Fans surround the team coach at Heathrow after England's return from winning the 2003 Rugby World Cup in Australia ©Getty Images
Fans surround the team coach at Heathrow after England's return from winning the 2003 Rugby World Cup in Australia ©Getty Images

Another classic airport/sports story format is the Returning in Glory theme. In 2003, in company with numerous other reporters, I arrived shortly after 4am at Heathrow’s Terminal 4 to witness the return of England’s Rugby World Cup winners from Australia aboard a BA16 flight temporarily named "Sweet Chariot".

Clive Woodward was first to emerge from the plane, followed by captain Martin Johnson, whose huge mitts made the Webb Ellis Trophy look rather like a children’s trophy.

The team were greeted in the arrivals hall by exuberant, chanting crowds, and as they prepared to board their coach a singer with a microphone piped up with a rendition of Jerusalem.

They looked dazed; they looked fazed.
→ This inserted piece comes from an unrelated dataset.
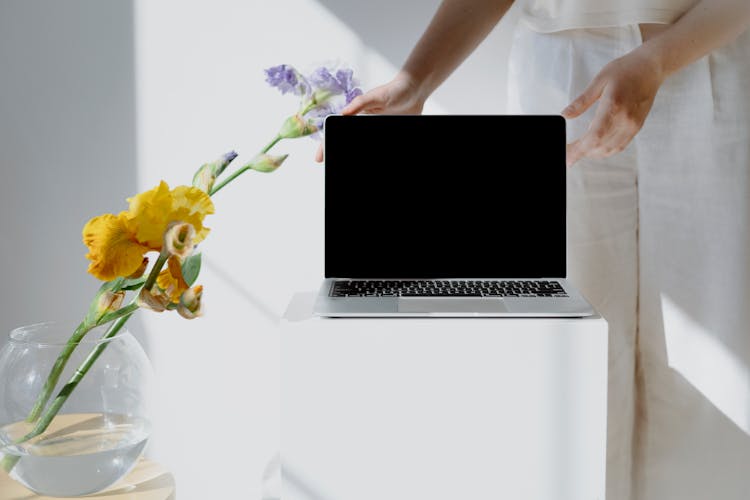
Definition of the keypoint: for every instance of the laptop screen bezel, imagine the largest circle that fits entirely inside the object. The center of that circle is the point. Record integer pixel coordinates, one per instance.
(553, 124)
You could see a new reality settling upon them.

Such airport encounters are interesting. Others can be instructive.

Before the 1990 Commonwealth Games got underway in Auckland there was much speculation that the event might be grievously affected by an African boycott.

Four years earlier the 13th Commonwealth Games, held in Edinburgh, had been severely disrupted by a boycott involving African, Caribbean and many Asian countries, including India, over the issue of economic sanctions against South Africa.

The Games turned out to be a financial disaster, despite the apparent support of the then Mirror newspaper group owner Robert Maxwell, and many believed the event would founder if there were to be a repeat in Auckland.

In those uneasy days before competition began I recall one of my compadres, an excellent journalist, confidently predicting that a boycott was on once again.

Maori dancers at the Opening Ceremony of the 1990 Commonwealth Games in Auckland, which, unlike the 1986 edition in Edinburgh, was not troubled by a mass political boycott over South African sanctions ©Getty Images
Maori dancers at the Opening Ceremony of the 1990 Commonwealth Games in Auckland, which, unlike the 1986 edition in Edinburgh, was not troubled by a mass political boycott over South African sanctions ©Getty Images

Word emerged that the famed anti-apartheid campaigner Desmond Tutu, then Archbishop of Cape Town, would be arriving in the early hours at Auckland airport.

Only a few reporters, and a TV crew, were waiting for him. He was exceedingly polite and helpful. And he gave us to understand that there would not be a mass political boycott of the Auckland Games such as the one that had afflicted Edinburgh. And there wasn't.

"A boycott here in Auckland once again would almost certainly have spelt doom for the Games,” said Peter Heatly, chairman of the Commonwealth Games Federation, soon after the event had concluded.

“No one would have wanted to host the Games ever again."

Auckland was described by one official as the "rebirth of the Commonwealth Games".

An airport sports story without images, but relevant nevertheless.